The Trip To Italy movie poster

The Trip was a wonderful surprise.  It topped my list of favorite 2011 films and is a mainstay on my Netflix queue. Watching Rob Brydon and Steve Coogan bicker for 90 minutes while traveling though Northern England never gets old. Their impersonations and understanding of each other make for a dynamic duo who have been perfecting their shtick since Tristram Shandy.  The two are so immensely likable that you could spend hours listening to their Michael Caine impersonations. Now, they are back for an Italian adventure full of Alanis Morissette, mini coopers and more Michael Caine impersonations.


The fictional versions of themselves have changed since the first film. Coogan has become more likable and wants to spend more time with his family. Brydon has become more brazen as he cheats on his wife and takes an eight week acting gig in the United States. The one thing that hasn’t changed is that the two have an understanding of each other that allows them to support each other through thick and thin.

The Trip To Italy Rob and Steve

Whether it be riffing on Rob in prison or discussing his lack of similarities with Byron the two are never at a loss for words. They ease into the roles and you can tell they enjoy playing exaggerated versions of themselves. I love watching their personalities interact because it develops a constant stream of one-up-man ship and ramblings. Their zingers occasionally get personal but that is all part of their dueling personas.

The Trip to Italy ocean

This is the third collaboration between Brydon, Coogan and director Michael Winterbottom. They’ve achieved something wonderful with the sequel. They acknowledge the sequel aspect and wisely don’t become too self aware. They could have simply given everyone what they wanted (impersonation battles) and laughed their way to the bank. However, the story has a flowing narrative that allows for character development amid beautiful vistas.
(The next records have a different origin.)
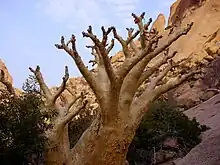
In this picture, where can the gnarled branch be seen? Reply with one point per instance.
(7, 84)
(41, 82)
(62, 87)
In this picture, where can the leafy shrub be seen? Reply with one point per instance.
(160, 122)
(21, 128)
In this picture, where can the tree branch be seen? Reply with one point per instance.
(81, 66)
(72, 114)
(162, 74)
(142, 28)
(41, 82)
(62, 87)
(129, 64)
(4, 81)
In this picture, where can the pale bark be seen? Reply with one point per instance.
(58, 147)
(7, 84)
(107, 140)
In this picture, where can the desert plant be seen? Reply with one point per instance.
(161, 122)
(21, 131)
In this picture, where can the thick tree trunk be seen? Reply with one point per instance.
(104, 145)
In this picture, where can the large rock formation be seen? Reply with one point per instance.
(207, 152)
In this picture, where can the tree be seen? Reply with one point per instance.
(21, 134)
(107, 139)
(120, 111)
(59, 114)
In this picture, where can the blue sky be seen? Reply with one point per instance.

Most importantly, the impersonations don’t feel shoehorned in. They come from an organic place as Brydon feels more comfortable emoting in accents and Steve gets annoyed at the impersonations.The best moments occur when the two team up and have fun roasting cinema. They engage in witty banter that focuses on the Dark Knight Rises 1st AD telling Tom Hardy and Christian Bale that their accents cannot be understood. Or, they make their way through all the James Bond actors with the revelation that Coogan cried at the end of Mama Mia. 

The Trip to Italy

The Trip to Italy is a masterclass of character and humor. I cannot wait to rewatch it and marvel at the scenery and perfectly nasal Michael Caine impersonations. I really love the Before Sunrise trilogy and I hope these two get a final chapter because I really want to see Coogan brag about his Oscar nomination and Alan Partridge success.


4 Comments leave one →
  1. September 8, 2014 7:12 pm

    Better than the first, not because it’s funnier (which it is), but because it really focuses on these two guys, who are they are as entertainers, friends, family-men, and just people in general. More so than they did with the first movie and in a more honest way, too. Good review.